In the excitement of trying to do good through big data, it can often be forgotten that we are still dealing with real people. Not numbers or strings or objects – natural persons. Their data can be emailed around, left on laptop harddisks, copied to phones or USB sticks, or retained indefinitely in unsecured backups. A data breach in the international development sector can have dire consequences for the organisation involved and could also be detrimental to the individuals identified by the breach.
GDPR – the General Data Protection Regulation – is a term that’s been on the minds of many in the sector in recent months. This new EU law will replace the current Data Protection Act, and introduces new requirements for how organisations deal with personal data.
What is GDPR?
For European Union (EU) based organisations, or organisations processing EU citizens’ data, the law on protecting personal data has changed. GDPR comes into full effect on 25 May 2018 and holds organisations liable for data breaches while giving the data subject more rights to their data.
The regulation seeks to acknowledge that data is a key currency and looks to ensure there are clear rules on the use of, and protection of these valuable data. For the international development sector, this entails an overhaul in the way in which data is collected, processed and used. The new rights of individuals include the right to be forgotten, the right to know how, where and why their data has been processed, and the right to withdraw consent at any time. In light of this, it’s important for organisations to look ahead to GDPR and lay the foundations for compliance.
Above: Photo by Dayne Topkin on Unsplash
What are we doing to ensure GDPR compliance?
At Akvo, we believe that we have an ethical obligation to protect not only our team’s personal data, but those of our partners’ teams and their beneficiaries. So what steps are we taking to ensure that we handle data more responsibly? We’ve been working on GDPR compliance for the past few months, and have set up a team in Stockholm to work on laying the foundations for May. Right now, we’re completing the auditing of processes, which allows us to understand what personal data we process, where we process it, and why. Once this process has been completed, we will have a gap analysis detailing which data is high risk, which processes need to be better secured, and where we could minimise what is collected.
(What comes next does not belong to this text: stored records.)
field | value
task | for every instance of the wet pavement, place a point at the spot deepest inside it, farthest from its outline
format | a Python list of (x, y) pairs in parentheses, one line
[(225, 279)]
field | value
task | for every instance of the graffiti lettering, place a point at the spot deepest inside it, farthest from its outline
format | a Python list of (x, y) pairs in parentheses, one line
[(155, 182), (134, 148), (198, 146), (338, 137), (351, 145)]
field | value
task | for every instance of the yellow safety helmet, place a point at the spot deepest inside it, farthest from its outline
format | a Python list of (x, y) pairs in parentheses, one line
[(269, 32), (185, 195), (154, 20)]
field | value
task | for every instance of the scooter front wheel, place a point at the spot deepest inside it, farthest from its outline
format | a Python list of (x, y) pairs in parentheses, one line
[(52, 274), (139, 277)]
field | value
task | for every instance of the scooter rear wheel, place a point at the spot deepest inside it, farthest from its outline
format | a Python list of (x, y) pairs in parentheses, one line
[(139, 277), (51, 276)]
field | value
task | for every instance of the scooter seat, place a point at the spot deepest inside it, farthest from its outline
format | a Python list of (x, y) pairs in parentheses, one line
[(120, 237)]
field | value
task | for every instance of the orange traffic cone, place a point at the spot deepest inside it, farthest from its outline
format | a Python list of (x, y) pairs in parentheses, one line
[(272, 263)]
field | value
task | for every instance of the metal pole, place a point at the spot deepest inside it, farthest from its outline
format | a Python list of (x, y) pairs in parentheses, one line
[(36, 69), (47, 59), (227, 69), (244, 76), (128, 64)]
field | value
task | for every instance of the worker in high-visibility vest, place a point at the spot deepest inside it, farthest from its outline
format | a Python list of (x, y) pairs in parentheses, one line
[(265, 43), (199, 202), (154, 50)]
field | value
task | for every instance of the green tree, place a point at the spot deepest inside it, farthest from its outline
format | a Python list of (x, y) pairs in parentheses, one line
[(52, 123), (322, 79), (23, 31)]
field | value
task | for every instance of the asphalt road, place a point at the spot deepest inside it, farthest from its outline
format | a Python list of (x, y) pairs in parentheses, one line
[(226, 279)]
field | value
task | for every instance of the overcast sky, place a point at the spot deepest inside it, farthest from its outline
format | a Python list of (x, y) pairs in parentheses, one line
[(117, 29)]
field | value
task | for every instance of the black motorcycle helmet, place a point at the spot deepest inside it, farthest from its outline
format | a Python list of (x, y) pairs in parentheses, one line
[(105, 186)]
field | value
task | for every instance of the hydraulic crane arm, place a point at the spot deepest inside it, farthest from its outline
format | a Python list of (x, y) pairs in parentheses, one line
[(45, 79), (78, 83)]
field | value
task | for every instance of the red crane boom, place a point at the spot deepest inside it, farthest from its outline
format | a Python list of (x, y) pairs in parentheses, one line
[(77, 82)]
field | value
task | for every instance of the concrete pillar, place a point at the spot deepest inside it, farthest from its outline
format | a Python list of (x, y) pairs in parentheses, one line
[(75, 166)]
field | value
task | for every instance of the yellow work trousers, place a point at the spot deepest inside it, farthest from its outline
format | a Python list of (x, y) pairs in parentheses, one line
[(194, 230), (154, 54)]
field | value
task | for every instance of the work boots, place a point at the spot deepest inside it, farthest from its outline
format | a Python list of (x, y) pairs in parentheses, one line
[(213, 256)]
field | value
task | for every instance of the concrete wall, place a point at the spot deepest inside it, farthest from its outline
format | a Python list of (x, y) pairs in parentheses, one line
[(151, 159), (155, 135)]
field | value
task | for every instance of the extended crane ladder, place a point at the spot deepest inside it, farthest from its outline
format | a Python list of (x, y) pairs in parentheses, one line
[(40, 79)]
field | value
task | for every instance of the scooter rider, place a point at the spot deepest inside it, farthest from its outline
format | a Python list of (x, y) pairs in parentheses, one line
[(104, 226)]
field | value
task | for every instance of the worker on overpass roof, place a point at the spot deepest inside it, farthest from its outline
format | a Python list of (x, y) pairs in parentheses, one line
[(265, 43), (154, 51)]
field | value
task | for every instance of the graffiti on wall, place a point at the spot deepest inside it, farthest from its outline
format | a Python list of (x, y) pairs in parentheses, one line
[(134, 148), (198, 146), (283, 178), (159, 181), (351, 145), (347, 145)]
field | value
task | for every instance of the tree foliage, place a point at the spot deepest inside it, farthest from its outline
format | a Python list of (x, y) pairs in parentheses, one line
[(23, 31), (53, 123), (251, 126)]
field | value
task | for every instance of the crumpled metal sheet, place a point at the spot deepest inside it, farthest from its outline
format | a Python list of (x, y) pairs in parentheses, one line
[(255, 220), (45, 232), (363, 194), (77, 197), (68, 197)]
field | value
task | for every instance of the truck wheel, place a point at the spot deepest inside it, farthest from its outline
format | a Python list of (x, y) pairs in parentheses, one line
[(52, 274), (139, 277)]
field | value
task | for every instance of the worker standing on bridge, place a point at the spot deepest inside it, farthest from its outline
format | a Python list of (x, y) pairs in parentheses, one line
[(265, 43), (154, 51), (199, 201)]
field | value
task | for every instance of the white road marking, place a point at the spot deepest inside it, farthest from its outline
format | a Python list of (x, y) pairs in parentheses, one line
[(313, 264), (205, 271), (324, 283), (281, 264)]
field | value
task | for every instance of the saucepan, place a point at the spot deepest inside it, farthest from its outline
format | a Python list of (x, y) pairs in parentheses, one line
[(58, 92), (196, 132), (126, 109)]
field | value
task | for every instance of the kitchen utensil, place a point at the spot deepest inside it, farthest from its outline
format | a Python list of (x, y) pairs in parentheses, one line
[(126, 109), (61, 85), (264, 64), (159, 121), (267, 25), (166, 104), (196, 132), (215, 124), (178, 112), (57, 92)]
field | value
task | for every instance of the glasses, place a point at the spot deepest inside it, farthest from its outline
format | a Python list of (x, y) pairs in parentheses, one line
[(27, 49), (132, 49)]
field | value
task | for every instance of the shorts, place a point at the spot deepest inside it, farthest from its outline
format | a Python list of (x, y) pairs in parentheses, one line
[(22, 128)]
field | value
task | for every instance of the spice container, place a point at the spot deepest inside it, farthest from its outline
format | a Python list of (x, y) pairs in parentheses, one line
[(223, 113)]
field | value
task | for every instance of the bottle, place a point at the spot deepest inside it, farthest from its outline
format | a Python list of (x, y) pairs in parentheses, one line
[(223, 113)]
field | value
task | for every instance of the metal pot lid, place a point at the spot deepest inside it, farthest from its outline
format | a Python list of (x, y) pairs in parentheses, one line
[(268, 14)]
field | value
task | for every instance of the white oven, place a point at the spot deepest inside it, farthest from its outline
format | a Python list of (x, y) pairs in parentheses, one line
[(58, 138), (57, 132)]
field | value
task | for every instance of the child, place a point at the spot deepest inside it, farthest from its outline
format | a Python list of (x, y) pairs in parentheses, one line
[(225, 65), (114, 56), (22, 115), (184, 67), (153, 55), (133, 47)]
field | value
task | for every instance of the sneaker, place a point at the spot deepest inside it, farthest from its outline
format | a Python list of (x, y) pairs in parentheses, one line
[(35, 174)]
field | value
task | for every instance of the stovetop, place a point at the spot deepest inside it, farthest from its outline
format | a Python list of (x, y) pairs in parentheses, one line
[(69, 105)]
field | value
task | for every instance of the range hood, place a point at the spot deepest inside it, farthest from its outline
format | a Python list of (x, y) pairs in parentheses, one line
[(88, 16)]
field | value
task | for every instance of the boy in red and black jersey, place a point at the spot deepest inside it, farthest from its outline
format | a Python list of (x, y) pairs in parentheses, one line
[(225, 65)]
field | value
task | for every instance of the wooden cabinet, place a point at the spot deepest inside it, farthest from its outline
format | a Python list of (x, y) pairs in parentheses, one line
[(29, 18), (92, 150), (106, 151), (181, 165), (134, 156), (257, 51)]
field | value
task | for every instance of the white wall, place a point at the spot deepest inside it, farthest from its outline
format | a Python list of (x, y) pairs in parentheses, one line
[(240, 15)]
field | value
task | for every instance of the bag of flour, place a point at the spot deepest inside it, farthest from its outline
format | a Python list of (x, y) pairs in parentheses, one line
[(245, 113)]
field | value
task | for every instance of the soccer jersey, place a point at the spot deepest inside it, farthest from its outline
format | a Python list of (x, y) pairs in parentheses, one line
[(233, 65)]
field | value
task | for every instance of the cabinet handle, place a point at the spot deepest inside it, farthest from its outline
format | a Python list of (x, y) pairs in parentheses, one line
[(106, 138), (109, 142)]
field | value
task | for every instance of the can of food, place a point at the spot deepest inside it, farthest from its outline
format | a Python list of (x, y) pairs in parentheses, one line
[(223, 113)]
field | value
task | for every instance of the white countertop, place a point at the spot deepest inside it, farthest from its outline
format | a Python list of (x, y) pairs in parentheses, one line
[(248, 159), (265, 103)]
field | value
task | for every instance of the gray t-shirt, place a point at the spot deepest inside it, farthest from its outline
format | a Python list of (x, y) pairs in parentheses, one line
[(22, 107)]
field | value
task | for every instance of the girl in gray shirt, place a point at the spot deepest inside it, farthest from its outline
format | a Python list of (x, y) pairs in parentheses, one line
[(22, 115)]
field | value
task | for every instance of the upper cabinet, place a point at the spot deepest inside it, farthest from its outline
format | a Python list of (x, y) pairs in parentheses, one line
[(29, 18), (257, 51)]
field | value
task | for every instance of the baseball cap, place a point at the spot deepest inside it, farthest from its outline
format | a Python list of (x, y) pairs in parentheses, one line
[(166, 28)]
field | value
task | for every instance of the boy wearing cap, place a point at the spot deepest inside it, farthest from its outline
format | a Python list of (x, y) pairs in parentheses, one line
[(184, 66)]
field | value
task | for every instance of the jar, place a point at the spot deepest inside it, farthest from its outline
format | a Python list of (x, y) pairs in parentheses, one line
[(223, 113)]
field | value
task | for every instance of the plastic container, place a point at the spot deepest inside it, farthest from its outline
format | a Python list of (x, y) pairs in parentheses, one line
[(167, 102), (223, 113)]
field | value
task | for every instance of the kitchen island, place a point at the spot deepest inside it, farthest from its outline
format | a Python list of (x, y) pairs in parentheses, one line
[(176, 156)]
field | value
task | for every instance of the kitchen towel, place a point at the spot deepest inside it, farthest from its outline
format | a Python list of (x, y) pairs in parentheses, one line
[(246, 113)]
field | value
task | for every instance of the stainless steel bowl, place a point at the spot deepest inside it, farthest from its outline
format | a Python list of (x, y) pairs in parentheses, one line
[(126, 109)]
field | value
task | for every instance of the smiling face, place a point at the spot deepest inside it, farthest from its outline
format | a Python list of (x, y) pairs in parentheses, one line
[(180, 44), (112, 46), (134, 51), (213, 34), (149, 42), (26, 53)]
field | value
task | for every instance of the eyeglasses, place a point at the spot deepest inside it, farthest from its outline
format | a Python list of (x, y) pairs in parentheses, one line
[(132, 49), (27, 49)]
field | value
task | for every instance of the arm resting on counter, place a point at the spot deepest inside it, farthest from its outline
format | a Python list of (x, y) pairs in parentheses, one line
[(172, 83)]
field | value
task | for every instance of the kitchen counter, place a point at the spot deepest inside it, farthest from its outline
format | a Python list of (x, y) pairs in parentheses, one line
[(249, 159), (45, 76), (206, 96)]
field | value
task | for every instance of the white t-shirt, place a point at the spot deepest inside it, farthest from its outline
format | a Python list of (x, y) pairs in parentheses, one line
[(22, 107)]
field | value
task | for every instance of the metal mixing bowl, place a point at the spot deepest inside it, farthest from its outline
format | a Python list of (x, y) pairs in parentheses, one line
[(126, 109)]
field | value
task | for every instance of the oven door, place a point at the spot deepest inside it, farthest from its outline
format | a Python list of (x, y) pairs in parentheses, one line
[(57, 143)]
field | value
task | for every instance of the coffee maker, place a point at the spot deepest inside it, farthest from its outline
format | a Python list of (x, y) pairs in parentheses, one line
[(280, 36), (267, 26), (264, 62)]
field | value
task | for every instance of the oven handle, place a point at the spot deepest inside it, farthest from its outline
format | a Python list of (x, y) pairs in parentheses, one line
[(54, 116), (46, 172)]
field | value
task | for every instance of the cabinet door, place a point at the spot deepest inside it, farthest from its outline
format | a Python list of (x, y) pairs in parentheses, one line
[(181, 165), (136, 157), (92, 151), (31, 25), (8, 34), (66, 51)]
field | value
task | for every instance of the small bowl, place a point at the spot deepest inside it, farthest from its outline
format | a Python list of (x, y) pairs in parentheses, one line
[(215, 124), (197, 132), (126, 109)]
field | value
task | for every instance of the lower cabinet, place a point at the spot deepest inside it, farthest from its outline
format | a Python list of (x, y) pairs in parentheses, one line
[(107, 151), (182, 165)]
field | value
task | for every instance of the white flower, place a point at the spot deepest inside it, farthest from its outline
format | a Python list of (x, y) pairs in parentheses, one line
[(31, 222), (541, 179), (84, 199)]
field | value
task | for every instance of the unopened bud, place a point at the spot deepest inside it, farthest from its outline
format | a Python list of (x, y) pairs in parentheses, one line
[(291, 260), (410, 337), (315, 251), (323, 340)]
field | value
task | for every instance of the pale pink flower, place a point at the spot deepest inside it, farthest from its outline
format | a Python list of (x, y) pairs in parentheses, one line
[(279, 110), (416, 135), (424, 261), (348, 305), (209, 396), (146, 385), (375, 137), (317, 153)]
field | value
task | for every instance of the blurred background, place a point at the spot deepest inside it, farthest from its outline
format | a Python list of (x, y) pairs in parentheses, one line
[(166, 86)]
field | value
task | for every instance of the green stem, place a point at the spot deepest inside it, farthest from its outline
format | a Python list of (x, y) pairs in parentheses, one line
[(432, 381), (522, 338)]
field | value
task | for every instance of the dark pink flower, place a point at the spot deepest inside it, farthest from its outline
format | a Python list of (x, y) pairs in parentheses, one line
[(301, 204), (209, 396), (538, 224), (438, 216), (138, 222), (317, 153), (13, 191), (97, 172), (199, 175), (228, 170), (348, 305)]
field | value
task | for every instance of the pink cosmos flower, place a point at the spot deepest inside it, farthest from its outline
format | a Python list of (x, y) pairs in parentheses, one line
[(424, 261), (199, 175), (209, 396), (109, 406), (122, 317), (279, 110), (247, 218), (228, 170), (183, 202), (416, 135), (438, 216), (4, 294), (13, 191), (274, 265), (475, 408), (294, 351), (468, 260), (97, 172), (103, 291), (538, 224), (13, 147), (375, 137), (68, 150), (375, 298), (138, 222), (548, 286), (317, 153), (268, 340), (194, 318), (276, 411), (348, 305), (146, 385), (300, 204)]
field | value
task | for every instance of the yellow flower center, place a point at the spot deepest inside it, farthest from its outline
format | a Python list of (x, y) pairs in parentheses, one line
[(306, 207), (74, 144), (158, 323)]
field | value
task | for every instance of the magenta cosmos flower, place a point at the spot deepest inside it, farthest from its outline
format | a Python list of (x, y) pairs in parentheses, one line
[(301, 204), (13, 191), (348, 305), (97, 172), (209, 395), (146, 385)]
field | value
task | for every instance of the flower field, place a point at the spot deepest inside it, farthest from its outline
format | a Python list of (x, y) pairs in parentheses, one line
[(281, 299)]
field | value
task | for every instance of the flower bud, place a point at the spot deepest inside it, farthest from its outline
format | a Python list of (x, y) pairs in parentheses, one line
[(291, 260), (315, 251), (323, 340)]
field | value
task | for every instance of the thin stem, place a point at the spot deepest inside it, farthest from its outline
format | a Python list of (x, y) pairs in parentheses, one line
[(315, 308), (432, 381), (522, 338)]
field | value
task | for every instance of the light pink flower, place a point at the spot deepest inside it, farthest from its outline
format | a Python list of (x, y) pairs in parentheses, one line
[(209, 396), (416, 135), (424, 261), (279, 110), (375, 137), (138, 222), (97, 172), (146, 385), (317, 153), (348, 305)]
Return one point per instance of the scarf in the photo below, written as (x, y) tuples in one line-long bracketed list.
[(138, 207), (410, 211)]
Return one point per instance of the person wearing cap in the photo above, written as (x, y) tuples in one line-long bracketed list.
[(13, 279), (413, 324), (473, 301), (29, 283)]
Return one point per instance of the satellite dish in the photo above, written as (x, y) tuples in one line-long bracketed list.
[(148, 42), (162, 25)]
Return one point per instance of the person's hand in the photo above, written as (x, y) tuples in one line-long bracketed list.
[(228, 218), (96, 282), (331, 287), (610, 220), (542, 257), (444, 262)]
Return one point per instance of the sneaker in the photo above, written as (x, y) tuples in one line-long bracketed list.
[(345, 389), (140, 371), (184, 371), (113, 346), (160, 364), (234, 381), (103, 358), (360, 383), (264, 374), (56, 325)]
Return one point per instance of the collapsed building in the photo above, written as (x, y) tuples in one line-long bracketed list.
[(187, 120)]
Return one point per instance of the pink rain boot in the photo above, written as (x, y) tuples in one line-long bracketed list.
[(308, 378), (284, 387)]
We’ll also create a framework to identify new areas of personal data processing, a playbook for privacy and security by design, and a privacy incident management strategy. Beyond that, we’ll be holding an Akvo team training on GDPR compliance in February to ensure that the whole of Akvo is aware that data security is not the sole responsibility of the IT department, but something that every individual in the organisation needs to think about.
Where are you on the GDPR journey?
GDPR compliance and personal data security are not always easily understood, especially by those in the international development sector whose main focus is not technology, but people. For this reason, we believe that organisations in this sector should openly share knowledge about their GDPR compliance and personal data security journey. Paraphrasing Dan Ariely, GDPR is just like teenage sex: everyone talks about it, nobody really knows how to do it, everyone thinks everyone else is doing it, so everyone claims they’re doing it. We are all just a bunch of teenagers trying to find our way.
In light of this, we have started a GDPR for non-profits Facebook group and Meetup group (based in Stockholm), in collaboration with TechSoup Sweden, to enable knowledge sharing among non-profit organisations. We’ll also be posting more about our GDPR journey in the coming months.